Umgeben von schönen Stoffen aller Art ist es geradezu selbstverständlich für sie Schneiderin ...

Carlotta ist die älteste von drei Töchtern der alleinerziehenden Mimi, Gewandmeisterin an der Oper in Turin.

Umgeben von schönen Stoffen aller Art ist es geradezu selbstverständlich für sie Schneiderin zu werden. 

Carlotta ist etwas molliger als es das vermeintliche Schönheitsideal des 21. Jahrhunderts verlangt. Aber das ist ihr egal. Sie steht selbstbewusst zu ihren Rundungen.

In ihrem Laden Cenerentola (Aschenputtel), den sie mit ihren Schwestern gemeinsam betreibt, schneidert sie Kleider, die ihren Trägerinnen einen ganz besonderen Zauber verleihen.

Vielleicht weil sie kleine individuelle Botschaften, versteckt unter dem Futter, in ihre Werke einstickt....?


Mit 18 erbt Carlotta die Weberei ihres bis dahin unbekannten Vaters und trifft fast zur gleichen Zeit ihren Freund Daniele aus Kindertagen wieder. Fast vergessene Gefühle werden wach...

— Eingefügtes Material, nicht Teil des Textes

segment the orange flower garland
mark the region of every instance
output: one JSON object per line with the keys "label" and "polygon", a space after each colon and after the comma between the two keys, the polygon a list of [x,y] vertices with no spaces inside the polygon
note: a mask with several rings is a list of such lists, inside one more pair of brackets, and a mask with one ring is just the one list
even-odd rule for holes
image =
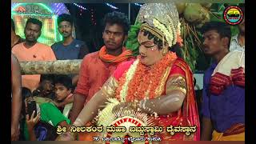
{"label": "orange flower garland", "polygon": [[[140,60],[140,57],[138,57]],[[146,97],[146,93],[148,93],[149,98],[155,97],[155,90],[158,86],[162,76],[170,66],[177,58],[176,54],[169,52],[162,59],[155,63],[154,66],[149,67],[140,62],[136,66],[136,70],[134,72],[134,77],[128,84],[128,90],[126,91],[126,102],[131,102],[134,99],[141,100]],[[123,85],[126,83],[126,74],[119,80],[119,86],[117,89],[116,98],[120,99],[120,94]]]}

Danieles Vater Vincenzo möchte Carlotta die Weberei abkaufen und ein Museum daraus machen. Er plant dazu außerdem noch, das Familiengeschäft an Daniele zu übergeben, der die Zentrale nach Mailand verlegen wird.

Ist Daniele der richtige Mann für Carlotta? Will sie ihre Heimatstadt Turin wirklich verlassen und mit ihm nach Mailand gehen?

Was wird aus ihren Träumen die Welt zu bereisen?


Der Roman besticht durch seinen gefühlvollen, fast schon poetischen Schreibstil und die bildhaften und farbenprächtigen Beschreibungen der Stadt Turin. 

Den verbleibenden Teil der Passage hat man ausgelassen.